Foto: archivo personal. Fiesta Literaria del Sarau «V» en las escuelas. Escuela Estatal Arruda Negreiros, Nova Iguaçu, 2017.

En sus dos años en la plaza, el Sarau «V» fortaleció la producción y el consumo de cultura en el propio territorio y conectó a personas de diferentes lugares. También inspiró a otros colectivos de la Baixada Fluminense, creando un movimiento transperiférico de ocupación cultural de los espacios públicos, y estos flujos terminaron recontextualizando ese espacio (Blommaert, 2015). Entendemos estas acciones como performances narrativas multisemióticas que proyectaron un nuevo cronotopo para la plaza (Bakhtin, 1981). El cronotopo, aquí, es la forma en que las personas construyen significados de espacio-tiempo, algo producido en las prácticas sociales.

Los cronotopos creados por los jóvenes locales pusieron en tela de juicio los discursos que estigmatizan la Baixada Fluminense.
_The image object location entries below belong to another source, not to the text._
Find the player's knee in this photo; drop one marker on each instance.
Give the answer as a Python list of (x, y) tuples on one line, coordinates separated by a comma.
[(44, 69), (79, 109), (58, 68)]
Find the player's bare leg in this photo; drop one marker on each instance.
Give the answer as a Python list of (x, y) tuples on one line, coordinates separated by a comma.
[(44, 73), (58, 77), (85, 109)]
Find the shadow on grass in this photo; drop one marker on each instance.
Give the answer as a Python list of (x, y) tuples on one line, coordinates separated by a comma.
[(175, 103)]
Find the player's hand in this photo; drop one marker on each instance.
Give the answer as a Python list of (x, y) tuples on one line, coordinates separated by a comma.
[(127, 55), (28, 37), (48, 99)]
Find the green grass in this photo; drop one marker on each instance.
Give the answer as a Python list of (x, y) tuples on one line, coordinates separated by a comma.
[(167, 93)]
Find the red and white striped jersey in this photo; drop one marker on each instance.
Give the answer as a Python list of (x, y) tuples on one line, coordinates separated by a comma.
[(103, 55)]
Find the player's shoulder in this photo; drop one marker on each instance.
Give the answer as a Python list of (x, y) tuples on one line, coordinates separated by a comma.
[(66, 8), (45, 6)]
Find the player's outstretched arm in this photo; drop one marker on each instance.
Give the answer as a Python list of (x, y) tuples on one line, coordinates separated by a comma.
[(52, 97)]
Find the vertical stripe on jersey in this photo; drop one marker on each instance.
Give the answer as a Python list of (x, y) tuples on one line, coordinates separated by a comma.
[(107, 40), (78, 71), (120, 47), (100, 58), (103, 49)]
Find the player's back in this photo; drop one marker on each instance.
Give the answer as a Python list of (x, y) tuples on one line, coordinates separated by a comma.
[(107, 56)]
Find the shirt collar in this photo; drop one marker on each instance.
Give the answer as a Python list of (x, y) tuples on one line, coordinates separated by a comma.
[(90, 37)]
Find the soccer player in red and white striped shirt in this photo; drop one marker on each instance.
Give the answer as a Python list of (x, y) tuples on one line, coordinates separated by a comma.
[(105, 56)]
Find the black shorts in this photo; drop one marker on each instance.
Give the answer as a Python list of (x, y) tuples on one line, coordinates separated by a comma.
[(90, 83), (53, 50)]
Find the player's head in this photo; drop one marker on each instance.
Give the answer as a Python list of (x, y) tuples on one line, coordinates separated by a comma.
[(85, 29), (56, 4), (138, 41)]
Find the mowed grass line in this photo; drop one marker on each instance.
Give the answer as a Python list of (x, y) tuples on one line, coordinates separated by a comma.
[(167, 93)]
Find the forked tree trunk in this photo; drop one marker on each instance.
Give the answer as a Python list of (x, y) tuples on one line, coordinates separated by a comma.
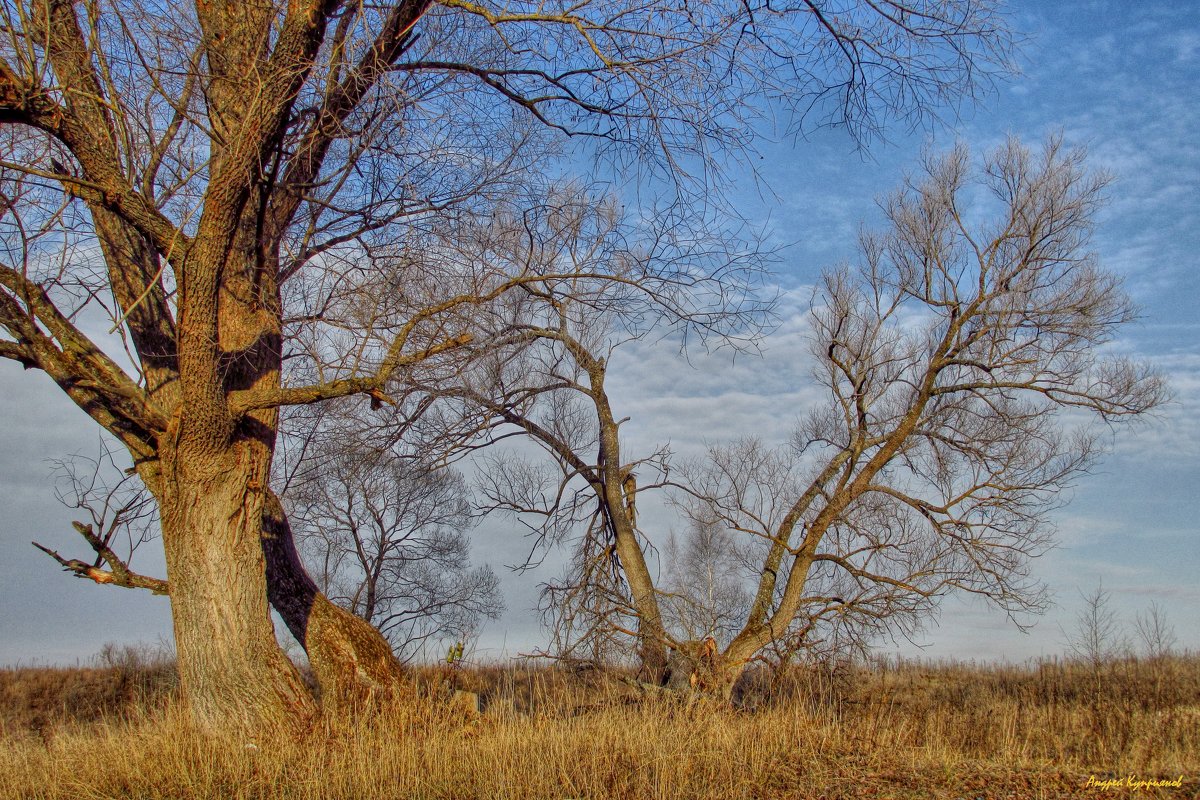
[(349, 657), (232, 669)]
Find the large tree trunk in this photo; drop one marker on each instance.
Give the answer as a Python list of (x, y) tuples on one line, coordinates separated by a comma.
[(232, 669)]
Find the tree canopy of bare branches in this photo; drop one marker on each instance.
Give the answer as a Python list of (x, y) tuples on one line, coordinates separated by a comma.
[(969, 386), (214, 174)]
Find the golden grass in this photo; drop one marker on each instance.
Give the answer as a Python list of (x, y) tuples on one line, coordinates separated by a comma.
[(928, 732)]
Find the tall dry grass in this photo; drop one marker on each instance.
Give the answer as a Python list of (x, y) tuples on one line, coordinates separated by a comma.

El territorio deja de ser visto como un lugar de carencias y violencia y pasa a ser vivido como un espacio de abundancia, identidad, cultura y literacidad.
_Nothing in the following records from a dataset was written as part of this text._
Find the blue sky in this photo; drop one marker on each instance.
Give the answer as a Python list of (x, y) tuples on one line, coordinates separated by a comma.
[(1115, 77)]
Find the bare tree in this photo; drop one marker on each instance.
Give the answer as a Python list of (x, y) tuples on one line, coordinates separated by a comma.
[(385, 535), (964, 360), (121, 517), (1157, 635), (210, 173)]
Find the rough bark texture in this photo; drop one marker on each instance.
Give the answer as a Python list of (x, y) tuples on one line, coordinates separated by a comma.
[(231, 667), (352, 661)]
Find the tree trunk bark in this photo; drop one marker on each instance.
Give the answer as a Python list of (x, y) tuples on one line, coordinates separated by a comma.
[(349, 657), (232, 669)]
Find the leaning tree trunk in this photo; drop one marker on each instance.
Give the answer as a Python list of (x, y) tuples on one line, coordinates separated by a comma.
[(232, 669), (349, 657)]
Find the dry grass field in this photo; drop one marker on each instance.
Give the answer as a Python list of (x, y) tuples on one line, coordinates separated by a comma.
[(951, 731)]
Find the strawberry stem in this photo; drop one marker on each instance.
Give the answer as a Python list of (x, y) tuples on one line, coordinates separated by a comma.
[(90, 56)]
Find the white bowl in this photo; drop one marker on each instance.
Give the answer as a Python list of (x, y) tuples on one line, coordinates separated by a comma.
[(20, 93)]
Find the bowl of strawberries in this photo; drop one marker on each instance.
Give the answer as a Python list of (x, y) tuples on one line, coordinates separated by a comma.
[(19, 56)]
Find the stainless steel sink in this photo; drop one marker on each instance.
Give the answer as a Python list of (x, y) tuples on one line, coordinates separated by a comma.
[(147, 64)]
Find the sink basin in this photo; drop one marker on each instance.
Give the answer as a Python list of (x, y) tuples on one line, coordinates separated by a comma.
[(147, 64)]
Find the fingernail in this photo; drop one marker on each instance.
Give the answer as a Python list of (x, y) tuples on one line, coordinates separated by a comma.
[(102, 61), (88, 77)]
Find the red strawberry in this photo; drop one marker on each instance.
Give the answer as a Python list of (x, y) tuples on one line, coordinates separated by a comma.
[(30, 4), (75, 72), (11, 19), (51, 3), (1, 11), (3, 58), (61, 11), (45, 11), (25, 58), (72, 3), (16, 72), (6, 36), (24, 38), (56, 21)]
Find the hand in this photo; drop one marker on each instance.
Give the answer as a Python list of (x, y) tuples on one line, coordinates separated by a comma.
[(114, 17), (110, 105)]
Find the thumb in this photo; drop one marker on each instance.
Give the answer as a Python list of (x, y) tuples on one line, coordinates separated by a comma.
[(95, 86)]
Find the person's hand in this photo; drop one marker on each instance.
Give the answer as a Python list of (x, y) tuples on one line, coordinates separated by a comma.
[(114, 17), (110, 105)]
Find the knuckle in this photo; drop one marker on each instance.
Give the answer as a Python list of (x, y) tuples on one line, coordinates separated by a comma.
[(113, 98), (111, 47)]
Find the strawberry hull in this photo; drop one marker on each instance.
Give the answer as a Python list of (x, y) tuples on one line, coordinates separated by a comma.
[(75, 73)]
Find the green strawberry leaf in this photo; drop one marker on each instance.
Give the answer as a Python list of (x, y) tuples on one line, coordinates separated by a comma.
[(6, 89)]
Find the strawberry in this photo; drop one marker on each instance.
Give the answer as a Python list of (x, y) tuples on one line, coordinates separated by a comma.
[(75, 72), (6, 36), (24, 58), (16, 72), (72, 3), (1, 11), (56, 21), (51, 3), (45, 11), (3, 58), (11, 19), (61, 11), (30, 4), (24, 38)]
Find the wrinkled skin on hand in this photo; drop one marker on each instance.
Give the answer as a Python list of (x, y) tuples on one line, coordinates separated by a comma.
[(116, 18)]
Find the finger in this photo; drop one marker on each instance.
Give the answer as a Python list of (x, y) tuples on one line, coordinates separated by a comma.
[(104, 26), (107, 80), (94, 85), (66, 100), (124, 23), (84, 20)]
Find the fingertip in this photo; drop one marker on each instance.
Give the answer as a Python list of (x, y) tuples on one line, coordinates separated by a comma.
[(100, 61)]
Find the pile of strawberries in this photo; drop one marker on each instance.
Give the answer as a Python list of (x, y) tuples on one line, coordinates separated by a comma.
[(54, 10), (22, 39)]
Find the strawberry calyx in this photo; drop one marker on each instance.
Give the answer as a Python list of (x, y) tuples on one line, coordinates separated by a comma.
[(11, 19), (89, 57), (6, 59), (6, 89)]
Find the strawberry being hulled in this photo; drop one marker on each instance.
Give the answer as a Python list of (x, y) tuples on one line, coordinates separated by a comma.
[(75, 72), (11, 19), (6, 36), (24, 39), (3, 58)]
Foto: Getúlio Ribeiro. La Plaça dos Direitos Humanos fue ocupada y revitalizada por otros colectivos culturales.

Así, al lanzarme a una autoetnografía, es decir, una investigación de un nosotros periférico, comprometida con esa intersección entre el yo y el colectivo, pienso que:

La universidad en la que creo y que ayudo a construir es aquella en la que no solo hablamos, sino que también se nos escucha; aquella que investiga con las personas, y no sobre ellas, con quienes construye las ciudades, escribe la vida y se inscribe en ella. Con los condenados, los remanentes y quienes viven en las entrañas (subsolo) de la Tierra. De ahí es de donde vengo.

BIBLIOGRAFÍA

BAKHTIN, M. M. The dialogic imagination. Austin: Univ. Tex. Press, 1981. 480 p. 

BLOMMAERT, J. Chronotopes, scales, and complexity in the study of language in society. Annual Review of Anthropology, Stanford, v. 44, p. 105-116, 2015.

D’ANDREA, T. P. Contribuições para a definição dos conceitos periferia e sujeitas e sujeitos periféricos. Novos Estudos – CEBRAP, São Paulo, v. 39, n. 1, p. 19-36, 2020.

FACINA, A. Sujeitos de sorte: narrativas de esperança em produções artísticas no Brasil recente. Rev. antropol., São Paulo, v. 65, n. 2, e195924, 2022. 34 p.

 FREIRE, P. Pedagogia da esperança: um reencontro com a pedagogia do oprimido. Rio de Janeiro: Paz e Terra, 1992. 127 p.

LOPES, A. C.; FACINA, A.; SILVA, D. N. Nó em pingo d’água: sobrevivência, cultura e linguagem. Rio de Janeiro: Mórula; Florianópolis: Insular, 2019. 333 p.

NASCIMENTO, E. É tudo nosso! A produção periférica na periferia paulistana. 2011. 213 f. Tese (Doutorado em Antropologia Social) – Faculdade de Filosofia, Letras e Ciências Humanas da Universidade de São Paulo, São Paulo, 2011.